In studios spanning three continents, Kate’s various strings as writer, interpreter and all-round musical explorer have entwined to produce a panorama sometimes best identified by an address. 19 Days In New York was made with legendary soul producer Billy Davis. Nine Lime Avenue, another platinum seller, harked back to her childhood passion for ‘80s pop. Kensal Road was made in London with shades of acoustic folk and even country.
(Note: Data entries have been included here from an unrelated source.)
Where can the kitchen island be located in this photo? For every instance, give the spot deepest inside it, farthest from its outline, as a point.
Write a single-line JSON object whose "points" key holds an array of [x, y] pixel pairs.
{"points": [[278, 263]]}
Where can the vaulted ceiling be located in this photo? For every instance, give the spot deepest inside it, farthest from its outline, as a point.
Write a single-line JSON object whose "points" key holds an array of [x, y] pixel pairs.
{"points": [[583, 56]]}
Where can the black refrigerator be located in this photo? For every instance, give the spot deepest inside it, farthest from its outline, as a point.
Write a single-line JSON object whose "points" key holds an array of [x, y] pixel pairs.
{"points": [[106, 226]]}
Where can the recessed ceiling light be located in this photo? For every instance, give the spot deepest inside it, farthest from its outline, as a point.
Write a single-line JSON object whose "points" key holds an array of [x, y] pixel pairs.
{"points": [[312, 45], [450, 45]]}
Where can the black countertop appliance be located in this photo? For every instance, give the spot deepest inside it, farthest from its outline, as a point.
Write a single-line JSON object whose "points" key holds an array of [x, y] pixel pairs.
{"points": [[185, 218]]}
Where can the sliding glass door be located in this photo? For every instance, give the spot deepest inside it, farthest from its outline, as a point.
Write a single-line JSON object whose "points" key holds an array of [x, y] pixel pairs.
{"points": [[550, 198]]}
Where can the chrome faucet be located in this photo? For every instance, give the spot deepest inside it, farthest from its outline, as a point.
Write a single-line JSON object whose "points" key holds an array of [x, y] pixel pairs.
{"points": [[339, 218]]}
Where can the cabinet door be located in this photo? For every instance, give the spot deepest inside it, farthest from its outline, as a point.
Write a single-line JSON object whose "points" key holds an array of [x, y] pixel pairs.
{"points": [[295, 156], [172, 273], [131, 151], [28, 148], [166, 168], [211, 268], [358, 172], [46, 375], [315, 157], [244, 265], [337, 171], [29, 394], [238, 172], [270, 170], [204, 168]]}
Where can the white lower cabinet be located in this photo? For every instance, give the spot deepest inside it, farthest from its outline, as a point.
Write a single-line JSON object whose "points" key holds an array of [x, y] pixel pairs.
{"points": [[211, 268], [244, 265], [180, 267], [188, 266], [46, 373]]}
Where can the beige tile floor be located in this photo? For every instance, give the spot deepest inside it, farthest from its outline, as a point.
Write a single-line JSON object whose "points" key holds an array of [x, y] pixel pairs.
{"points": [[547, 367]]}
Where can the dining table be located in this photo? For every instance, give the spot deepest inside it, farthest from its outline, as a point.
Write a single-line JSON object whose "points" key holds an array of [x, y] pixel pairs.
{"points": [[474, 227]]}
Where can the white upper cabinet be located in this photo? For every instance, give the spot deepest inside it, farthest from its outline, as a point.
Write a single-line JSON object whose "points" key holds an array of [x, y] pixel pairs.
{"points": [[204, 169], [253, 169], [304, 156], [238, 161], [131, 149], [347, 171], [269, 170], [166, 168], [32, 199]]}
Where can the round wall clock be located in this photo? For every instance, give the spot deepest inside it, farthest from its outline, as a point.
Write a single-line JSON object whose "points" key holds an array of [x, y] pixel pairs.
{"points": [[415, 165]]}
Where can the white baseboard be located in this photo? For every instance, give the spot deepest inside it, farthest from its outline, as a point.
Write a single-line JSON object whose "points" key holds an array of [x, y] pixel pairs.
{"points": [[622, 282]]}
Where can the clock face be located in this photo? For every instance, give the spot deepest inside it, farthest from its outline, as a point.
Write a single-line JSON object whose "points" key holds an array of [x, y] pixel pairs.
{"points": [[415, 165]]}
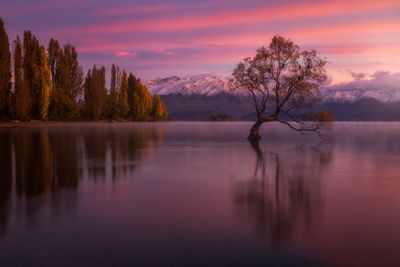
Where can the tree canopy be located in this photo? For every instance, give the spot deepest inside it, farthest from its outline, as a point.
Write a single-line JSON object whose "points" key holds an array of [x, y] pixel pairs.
{"points": [[50, 84], [284, 84]]}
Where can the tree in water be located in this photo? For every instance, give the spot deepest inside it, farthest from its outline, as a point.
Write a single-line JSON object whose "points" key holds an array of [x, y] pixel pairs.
{"points": [[284, 84], [5, 73]]}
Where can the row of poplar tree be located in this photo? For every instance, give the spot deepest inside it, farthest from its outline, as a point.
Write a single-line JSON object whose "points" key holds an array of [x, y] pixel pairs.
{"points": [[49, 83]]}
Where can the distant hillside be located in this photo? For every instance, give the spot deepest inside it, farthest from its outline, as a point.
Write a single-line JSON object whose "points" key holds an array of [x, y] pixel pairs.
{"points": [[217, 95]]}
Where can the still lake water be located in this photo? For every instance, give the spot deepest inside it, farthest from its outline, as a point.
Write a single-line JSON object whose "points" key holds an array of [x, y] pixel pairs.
{"points": [[197, 194]]}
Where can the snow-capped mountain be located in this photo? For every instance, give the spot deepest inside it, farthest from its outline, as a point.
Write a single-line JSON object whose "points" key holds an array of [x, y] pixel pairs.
{"points": [[383, 89], [203, 84]]}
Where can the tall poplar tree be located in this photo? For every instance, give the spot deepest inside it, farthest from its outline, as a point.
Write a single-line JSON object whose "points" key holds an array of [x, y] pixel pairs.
{"points": [[45, 85], [95, 93], [5, 73], [21, 93], [31, 66]]}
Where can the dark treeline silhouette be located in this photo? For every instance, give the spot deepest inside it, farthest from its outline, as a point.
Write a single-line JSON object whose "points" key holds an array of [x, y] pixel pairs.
{"points": [[48, 84]]}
In the past dozen years, Kate has made an album for mothers (Lullaby, with Nigel MacLean) and one for a Merry Christmas (with Ronan Keating). Her endless thirst for collaboration has encompassed indie (Dallas et Kate, with Dallas Cosmas), atmospheric pop (The Dangerous Age, with Steve Kilbey and Sean Sennett), and two revered jazz albums (Bittersweet with Mark Isham and the ARIA-winning Tryst with Paul Grabowsky).
Released in 2016, Kate’s Anthology featured 30 years of hits, rarities and duets with Farnham, Keating, Matthews, Kelly and more spanning a staggering three CDs and 53 tracks. Still, it couldn’t tell the whole story.
Her film and theatre roles going back to 1989. Her ambassadorship for the National Breast Cancer Foundation. Making history as the first woman in the Australian Songwriters Association Hall of Fame. Her Ruby Award as artistic director of the Adelaide Cabaret Festival. Her burgeoning career as a highly sought-after and collectible painter, forged under the pressures of COVID lockdown.
The last year has seen Kate’s stock as a live performer reach at an all-time high. Her prime-time main stage and headlining spots on such esteemed festivals as Bluesfest in Byron Bay, the National Folk Festival in Canberra, the Big Red Bash and Mundi Mundi Bash have drawn a level of audience affection and participation reserved for our most iconic artists.
It’s a story that refreshes yet again with My Life Is A Symphony, an album and tour which brings Kate Ceberano back to her essence as a musical force, an electrifying live performer, and one of the greatest voices of her generation.
Singer. Songwriter. Performer. Artist.